The derivative of \(\ln [f(x)]=\frac{f'(x)}{f(x)}\). In the first case we have 1 over x, and 1 is the derivative of x, so its anti-derivative is ln(x). This is not the case with \(\frac{1}{1+x^2}\). That would be true if you have \(\frac{2x}{1+x^2}\).

Answer 8

Not quite, as if you let 1+x^2 = u then du= 2x dx. So you would have that pesky 2x hanging around.

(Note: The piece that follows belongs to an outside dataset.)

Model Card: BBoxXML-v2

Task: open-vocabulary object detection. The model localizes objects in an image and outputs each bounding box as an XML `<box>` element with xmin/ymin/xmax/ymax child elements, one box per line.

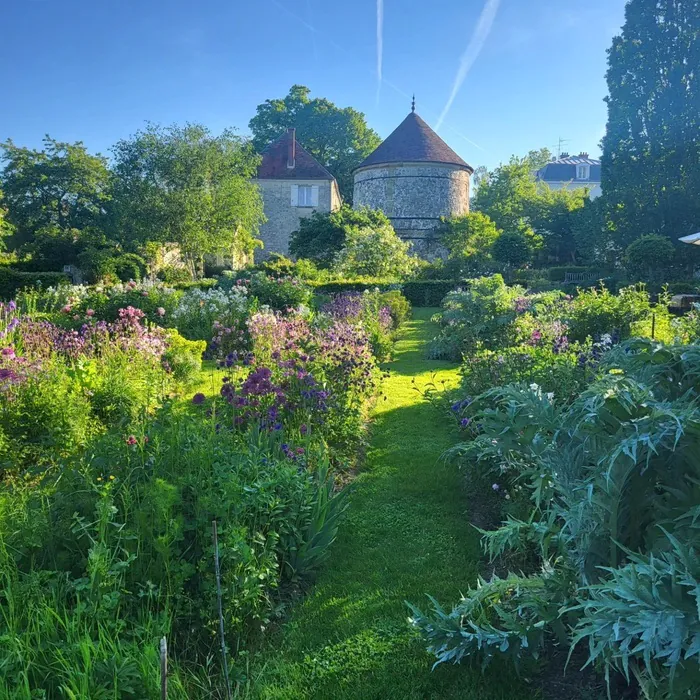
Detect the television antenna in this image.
<box><xmin>552</xmin><ymin>136</ymin><xmax>571</xmax><ymax>160</ymax></box>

The integral of 1/(1+x^2) is arctan(x) + c, to prove it you would use trig sub.

Answer 9

I meant that the anti-derivative of 2x/(1+x^2) is ln(1+x^2).

Answer 10

ok ty that makes a little more sense. i have all the trig sub antiderevive rules in my notes so ill go look at them again. ty for you help i have always wondered about this

Answer 11

+c AnwarA! +c for the indefinite integral ;)

Answer 12

Yeah :D